When Pallada Nayak summoned him, Devanna stood before his grandfather, trying not to tremble and wondering what he had done wrong. To his astonishment, the Nayak thumped him on his back, guffawing that things were obviously going well at school since the Reverend had sought the Nayak's permission to give Devanna extra lessons twice a week. It was clear that Devanna had been blessed with the Nayak's brains, quite unlike the rest of his dull-headed brood.
Devanna could scarcely believe his ears. The Reverend had asked for him. Him!
They sat across from one another, the graying Reverend and
his protégé, in the rosewood-paneled study, poring over texts from his personal collection. Devanna loved the feel of those books, the creaminess of the paper, their grainy, gilt edges and the naphthalene smell that rose from their pages, tickling his nose. He enjoyed the guttural sound of the Reverend's voice as he read aloud. Devanna could not understand all of the words, but the poems conjured up pictures in his head, wonderful images of green meadows and stone paths and flowers the like of which he had never seen, flowers with names like cro-cus-es and i-ris-es and daff-o-dils, that sounded to him as beautiful as one of Tayi's songs.
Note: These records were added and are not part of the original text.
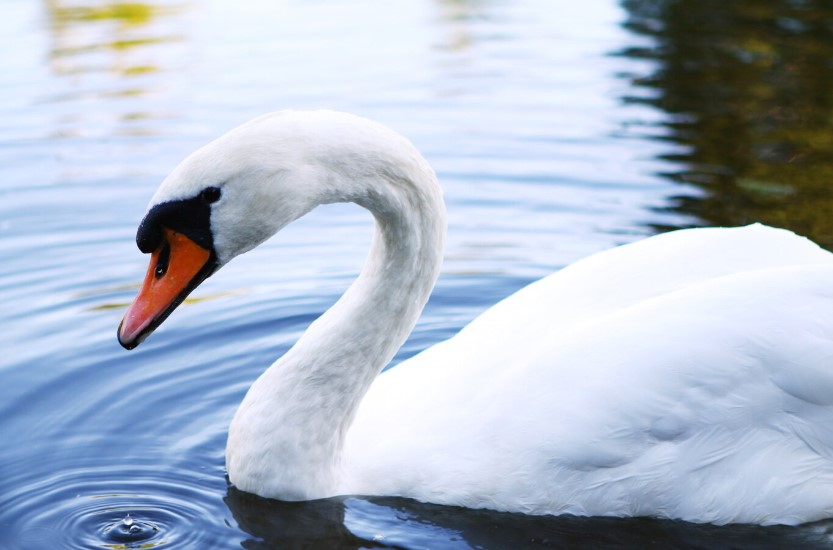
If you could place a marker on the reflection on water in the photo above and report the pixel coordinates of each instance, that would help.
(388, 522)
(109, 51)
(748, 87)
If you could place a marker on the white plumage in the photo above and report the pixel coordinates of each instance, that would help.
(689, 375)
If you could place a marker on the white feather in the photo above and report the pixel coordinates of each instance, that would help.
(685, 376)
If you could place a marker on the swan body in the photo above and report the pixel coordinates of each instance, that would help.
(688, 376)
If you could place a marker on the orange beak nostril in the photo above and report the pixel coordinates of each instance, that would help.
(176, 268)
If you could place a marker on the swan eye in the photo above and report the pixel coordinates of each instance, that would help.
(162, 263)
(210, 194)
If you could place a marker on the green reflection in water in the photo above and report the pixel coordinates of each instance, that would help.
(128, 12)
(748, 87)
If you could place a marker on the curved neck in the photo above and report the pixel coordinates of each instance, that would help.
(298, 412)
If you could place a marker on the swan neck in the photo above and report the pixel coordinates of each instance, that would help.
(299, 411)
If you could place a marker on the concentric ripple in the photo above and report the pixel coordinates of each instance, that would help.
(95, 509)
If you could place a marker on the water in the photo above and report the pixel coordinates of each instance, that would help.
(555, 131)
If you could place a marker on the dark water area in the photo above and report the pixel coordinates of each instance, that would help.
(747, 87)
(555, 133)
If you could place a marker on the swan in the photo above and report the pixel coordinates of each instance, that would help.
(688, 375)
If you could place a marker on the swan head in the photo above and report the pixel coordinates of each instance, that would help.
(237, 191)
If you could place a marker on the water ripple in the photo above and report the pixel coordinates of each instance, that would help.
(122, 506)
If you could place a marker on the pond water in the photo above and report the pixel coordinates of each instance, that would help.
(557, 130)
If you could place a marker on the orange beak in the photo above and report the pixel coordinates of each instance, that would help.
(176, 268)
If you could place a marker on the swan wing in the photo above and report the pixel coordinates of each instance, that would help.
(703, 392)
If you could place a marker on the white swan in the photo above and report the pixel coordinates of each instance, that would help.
(686, 376)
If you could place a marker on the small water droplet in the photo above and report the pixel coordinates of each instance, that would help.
(130, 530)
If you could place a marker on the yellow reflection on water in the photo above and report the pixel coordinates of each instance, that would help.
(111, 55)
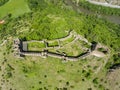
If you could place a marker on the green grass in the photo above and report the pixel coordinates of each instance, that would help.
(68, 40)
(52, 44)
(14, 7)
(35, 45)
(33, 73)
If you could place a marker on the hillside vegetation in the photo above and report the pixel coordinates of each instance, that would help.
(52, 19)
(13, 7)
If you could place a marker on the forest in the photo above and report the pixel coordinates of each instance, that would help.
(50, 22)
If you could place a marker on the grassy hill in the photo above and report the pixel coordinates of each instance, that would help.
(14, 7)
(51, 19)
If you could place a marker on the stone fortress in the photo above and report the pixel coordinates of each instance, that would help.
(20, 50)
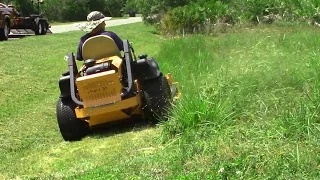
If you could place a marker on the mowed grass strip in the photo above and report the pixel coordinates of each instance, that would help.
(249, 109)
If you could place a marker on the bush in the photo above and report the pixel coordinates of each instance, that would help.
(193, 17)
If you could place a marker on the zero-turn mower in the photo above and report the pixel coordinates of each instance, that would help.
(110, 87)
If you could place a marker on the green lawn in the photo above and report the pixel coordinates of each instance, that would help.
(250, 109)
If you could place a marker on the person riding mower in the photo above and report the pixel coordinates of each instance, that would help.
(109, 87)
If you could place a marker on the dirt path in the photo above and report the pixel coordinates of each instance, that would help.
(116, 22)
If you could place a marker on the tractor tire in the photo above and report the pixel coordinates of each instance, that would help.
(40, 28)
(71, 128)
(156, 99)
(5, 31)
(44, 28)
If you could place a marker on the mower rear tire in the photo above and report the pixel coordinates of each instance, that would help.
(156, 99)
(71, 128)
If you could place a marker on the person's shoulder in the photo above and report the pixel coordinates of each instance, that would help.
(108, 33)
(84, 37)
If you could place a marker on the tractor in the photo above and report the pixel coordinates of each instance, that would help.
(111, 86)
(33, 24)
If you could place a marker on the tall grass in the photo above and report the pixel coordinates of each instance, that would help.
(210, 16)
(250, 105)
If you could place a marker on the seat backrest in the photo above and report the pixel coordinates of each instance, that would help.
(98, 47)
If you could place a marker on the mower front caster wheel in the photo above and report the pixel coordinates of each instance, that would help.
(71, 128)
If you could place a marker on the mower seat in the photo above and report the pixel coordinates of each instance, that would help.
(98, 47)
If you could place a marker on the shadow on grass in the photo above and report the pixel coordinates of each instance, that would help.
(120, 127)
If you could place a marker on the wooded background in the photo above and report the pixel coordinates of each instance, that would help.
(180, 15)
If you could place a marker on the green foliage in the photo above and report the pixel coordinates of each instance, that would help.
(193, 17)
(199, 15)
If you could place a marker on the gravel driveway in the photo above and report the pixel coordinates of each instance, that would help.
(72, 27)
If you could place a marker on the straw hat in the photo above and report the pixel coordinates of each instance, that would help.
(94, 19)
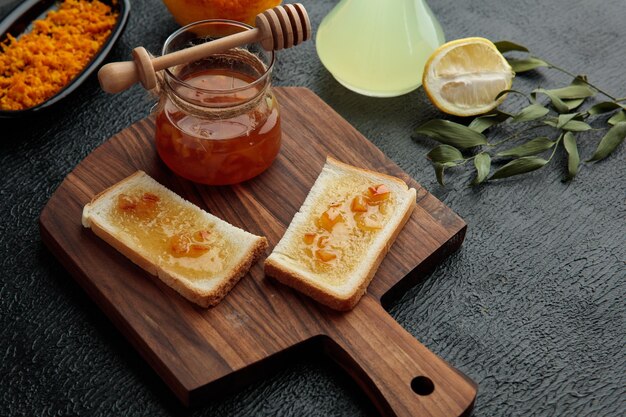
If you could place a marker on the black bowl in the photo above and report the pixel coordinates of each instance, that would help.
(20, 20)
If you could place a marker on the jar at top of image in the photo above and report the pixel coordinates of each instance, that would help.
(217, 120)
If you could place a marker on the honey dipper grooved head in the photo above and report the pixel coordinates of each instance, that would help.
(284, 26)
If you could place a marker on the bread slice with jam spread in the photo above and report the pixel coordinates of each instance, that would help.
(345, 227)
(197, 254)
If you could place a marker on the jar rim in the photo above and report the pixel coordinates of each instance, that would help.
(262, 77)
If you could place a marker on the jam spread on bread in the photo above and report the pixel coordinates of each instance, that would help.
(142, 206)
(159, 223)
(188, 244)
(345, 222)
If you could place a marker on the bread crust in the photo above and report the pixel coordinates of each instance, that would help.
(282, 272)
(185, 287)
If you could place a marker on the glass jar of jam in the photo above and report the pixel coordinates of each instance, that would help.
(217, 120)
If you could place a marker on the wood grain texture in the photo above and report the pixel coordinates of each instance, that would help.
(202, 353)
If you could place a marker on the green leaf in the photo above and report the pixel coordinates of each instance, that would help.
(617, 118)
(603, 107)
(482, 123)
(526, 64)
(506, 46)
(532, 147)
(532, 112)
(563, 119)
(445, 153)
(503, 92)
(573, 91)
(482, 162)
(551, 121)
(610, 141)
(576, 126)
(519, 166)
(440, 168)
(557, 103)
(451, 133)
(573, 160)
(573, 103)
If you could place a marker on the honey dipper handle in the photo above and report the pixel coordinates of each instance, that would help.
(401, 376)
(119, 76)
(197, 52)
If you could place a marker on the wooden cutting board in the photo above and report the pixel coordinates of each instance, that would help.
(204, 353)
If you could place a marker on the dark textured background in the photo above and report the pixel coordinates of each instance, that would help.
(532, 306)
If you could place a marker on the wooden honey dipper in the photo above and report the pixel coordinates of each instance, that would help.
(278, 28)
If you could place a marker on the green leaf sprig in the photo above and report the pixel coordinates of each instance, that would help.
(560, 114)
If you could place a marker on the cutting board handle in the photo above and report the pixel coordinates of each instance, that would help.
(401, 376)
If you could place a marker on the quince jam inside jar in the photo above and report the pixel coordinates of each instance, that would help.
(218, 121)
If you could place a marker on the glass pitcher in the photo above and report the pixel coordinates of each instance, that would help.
(378, 47)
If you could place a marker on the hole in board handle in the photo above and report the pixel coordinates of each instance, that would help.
(422, 385)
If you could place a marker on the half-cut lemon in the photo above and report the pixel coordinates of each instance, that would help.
(463, 77)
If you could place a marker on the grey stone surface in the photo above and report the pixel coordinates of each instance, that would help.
(532, 307)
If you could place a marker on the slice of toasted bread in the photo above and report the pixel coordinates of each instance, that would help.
(334, 245)
(197, 254)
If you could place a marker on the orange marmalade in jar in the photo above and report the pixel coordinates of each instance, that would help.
(218, 121)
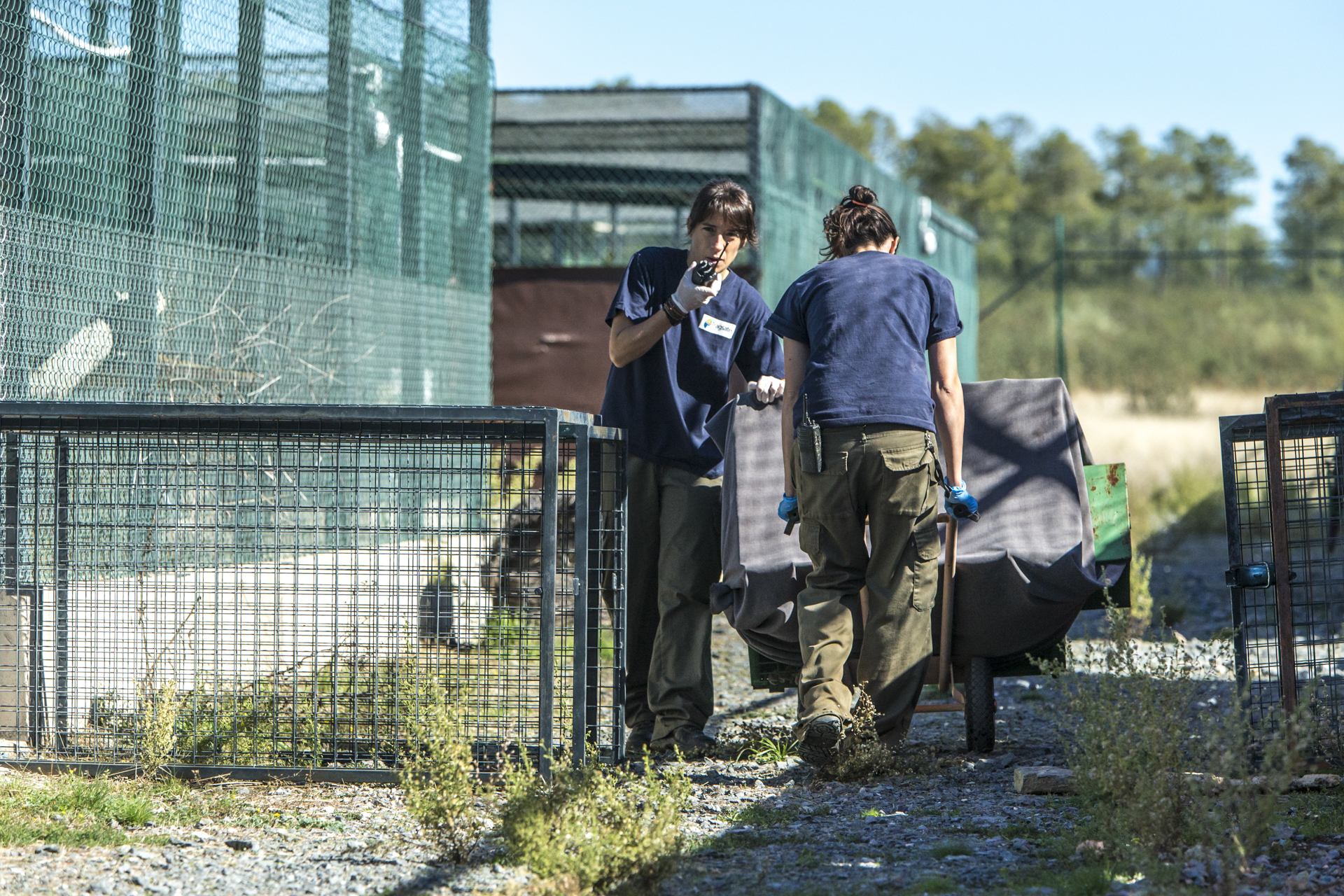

The Reverend was reading aloud one afternoon when something fell from between the pages of the book. Devanna bent immediately to retrieve it, noting curiously the ridged indigo stamp upon its back, “William Henderson & Sons, Photographic Studios.
Madras, circa 1861.
” He turned over the calotype. A much younger Reverend was laughing out at him. He stood beside another young man of stockier build, who seemed equally amused, who struck a pose with a hand on his hip and the other thrust into the lapels of his jacket. “Who is he, Reverend?” Devanna asked timidly, as he placed the calotype on the table. Gundert continued to read as if he had not heard, then stopped suddenly, midway through the poem.
“Olaf,” he said curtly, picking up the calotype and slipping it back into the book. “The man you asked after, his name was Olaf.” Glancing out of the window at the fading light, he shut the book with a snap and abruptly called an end to the lesson. Hurt by the Reverend's brusqueness, Devanna silently gathered up his slate and left.